Research design and methods: Twenty subjects with type 2 diabetes, median age 61.5 years (range 53.1-72.0), known duration of diabetes 5.9 years (range 2.8-11.2), BMI 29.8 kg/m2 (range 22.0-34.6), and HbA1c 7.5% (range 6.7-8.4) were studied. Treatment modalities varied from antidiabetic medications to insulin. A hyperinsulinemic glucose clamp was used to maintain arterialized blood glucose at either 4.5 (euglycemia) or 16.5 mmol/l (hyperglycemia) on two occasions in a randomized and counterbalanced fashion. Tests of information processing, immediate and delayed memory, working memory, and attention were administered, along with a mood questionnaire, during each experimental condition.

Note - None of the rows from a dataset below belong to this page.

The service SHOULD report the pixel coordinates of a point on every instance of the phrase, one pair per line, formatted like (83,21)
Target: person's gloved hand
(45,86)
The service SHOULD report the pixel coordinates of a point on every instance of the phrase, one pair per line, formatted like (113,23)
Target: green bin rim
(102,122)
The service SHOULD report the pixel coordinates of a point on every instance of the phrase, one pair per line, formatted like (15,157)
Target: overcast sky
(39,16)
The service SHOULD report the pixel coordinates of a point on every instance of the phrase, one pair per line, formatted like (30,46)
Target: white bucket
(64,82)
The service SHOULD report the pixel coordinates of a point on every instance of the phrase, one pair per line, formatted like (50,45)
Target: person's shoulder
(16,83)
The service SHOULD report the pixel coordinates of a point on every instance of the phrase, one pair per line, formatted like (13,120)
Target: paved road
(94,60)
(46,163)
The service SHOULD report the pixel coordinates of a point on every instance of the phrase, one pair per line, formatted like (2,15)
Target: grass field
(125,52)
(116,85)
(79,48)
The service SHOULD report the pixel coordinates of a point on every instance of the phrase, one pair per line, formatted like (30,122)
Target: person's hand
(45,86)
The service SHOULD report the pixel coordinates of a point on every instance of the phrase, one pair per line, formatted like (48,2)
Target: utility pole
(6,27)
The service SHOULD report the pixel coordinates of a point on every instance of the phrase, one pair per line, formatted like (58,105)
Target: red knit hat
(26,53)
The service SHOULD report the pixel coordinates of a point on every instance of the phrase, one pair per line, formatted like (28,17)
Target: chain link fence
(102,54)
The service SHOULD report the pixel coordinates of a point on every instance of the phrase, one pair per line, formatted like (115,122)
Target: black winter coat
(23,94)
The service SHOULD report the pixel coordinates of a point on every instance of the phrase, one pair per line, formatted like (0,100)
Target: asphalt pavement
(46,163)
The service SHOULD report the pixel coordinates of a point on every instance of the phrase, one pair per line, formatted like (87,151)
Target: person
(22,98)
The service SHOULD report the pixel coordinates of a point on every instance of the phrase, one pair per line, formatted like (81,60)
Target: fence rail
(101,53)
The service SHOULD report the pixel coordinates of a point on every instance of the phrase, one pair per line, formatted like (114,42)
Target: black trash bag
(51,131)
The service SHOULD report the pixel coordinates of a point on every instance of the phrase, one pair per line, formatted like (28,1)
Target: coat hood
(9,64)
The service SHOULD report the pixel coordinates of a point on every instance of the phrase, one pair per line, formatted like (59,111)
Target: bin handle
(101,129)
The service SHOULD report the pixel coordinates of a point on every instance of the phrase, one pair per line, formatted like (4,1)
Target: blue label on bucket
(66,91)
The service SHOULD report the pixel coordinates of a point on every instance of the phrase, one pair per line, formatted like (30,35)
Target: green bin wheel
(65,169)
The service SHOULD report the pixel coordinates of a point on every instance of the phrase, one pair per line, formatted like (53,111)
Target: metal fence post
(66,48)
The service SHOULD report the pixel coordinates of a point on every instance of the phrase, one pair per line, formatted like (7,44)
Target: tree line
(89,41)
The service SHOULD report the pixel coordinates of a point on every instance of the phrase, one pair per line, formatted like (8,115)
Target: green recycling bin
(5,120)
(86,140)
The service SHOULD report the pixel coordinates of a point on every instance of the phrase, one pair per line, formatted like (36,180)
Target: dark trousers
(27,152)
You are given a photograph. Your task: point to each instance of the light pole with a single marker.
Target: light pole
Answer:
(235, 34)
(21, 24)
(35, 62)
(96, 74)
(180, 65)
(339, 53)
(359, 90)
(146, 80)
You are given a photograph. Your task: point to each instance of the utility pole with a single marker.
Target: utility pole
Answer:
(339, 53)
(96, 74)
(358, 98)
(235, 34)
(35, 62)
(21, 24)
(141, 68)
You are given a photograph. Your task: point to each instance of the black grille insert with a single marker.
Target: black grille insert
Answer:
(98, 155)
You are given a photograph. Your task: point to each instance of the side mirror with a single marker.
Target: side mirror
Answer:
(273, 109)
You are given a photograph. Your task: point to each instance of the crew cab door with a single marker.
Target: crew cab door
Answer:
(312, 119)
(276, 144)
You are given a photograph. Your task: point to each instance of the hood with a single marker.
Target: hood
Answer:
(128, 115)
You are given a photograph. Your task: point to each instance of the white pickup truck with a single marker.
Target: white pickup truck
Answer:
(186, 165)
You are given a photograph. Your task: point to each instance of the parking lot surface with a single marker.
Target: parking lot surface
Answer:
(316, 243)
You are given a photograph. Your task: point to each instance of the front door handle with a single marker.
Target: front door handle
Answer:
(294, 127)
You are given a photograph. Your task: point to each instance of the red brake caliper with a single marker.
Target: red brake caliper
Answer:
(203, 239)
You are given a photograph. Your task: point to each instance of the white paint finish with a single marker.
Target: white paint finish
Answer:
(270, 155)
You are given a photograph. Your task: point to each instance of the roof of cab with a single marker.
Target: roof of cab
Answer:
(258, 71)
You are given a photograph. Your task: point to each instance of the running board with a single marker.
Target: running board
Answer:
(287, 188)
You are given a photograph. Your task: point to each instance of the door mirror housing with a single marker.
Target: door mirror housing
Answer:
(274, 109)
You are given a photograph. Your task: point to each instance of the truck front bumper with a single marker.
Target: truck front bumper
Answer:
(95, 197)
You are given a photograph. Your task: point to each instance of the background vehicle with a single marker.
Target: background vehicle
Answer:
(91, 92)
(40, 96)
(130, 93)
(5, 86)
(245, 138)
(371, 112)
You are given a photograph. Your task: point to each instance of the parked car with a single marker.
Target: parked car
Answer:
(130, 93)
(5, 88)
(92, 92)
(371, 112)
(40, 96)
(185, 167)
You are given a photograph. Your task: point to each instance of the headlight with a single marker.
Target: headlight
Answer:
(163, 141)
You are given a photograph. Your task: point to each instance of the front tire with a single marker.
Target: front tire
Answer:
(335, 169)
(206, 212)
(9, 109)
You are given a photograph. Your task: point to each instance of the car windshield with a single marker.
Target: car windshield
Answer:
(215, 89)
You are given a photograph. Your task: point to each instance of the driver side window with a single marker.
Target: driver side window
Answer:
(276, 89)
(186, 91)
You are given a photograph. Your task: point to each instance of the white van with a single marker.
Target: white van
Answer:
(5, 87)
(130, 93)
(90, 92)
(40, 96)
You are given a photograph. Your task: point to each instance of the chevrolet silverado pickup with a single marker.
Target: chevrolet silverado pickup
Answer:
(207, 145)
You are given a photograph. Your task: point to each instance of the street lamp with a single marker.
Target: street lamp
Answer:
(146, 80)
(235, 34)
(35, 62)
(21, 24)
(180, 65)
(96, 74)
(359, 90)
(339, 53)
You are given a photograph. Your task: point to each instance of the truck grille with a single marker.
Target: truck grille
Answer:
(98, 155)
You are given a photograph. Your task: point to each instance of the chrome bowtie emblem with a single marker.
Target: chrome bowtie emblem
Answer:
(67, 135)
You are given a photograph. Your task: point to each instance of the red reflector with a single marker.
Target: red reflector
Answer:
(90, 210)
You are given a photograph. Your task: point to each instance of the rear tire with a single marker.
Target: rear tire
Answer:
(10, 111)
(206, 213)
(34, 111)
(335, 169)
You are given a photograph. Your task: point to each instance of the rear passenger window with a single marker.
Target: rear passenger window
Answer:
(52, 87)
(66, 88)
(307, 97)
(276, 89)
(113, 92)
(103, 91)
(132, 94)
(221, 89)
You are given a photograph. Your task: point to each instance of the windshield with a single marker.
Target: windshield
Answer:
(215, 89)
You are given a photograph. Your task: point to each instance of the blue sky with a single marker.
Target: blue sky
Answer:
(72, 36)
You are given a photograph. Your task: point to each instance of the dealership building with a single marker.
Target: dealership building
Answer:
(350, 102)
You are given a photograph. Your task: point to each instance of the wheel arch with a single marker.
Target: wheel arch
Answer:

Results: Speed of information processing, working memory, and some aspects of attention were impaired during acute hyperglycemia. Subjects were significantly more dysphoric during hyperglycemia, with reduced energetic arousal and increased sadness and anxiety.
Conclusions: During acute hyperglycemia, cognitive function was impaired and mood state deteriorated in a group of people with type 2 diabetes. These findings are of practical importance because intermittent or chronic hyperglycemia is common in people with type 2 diabetes and may interfere with many daily activities through adverse effects on cognitive function and mood.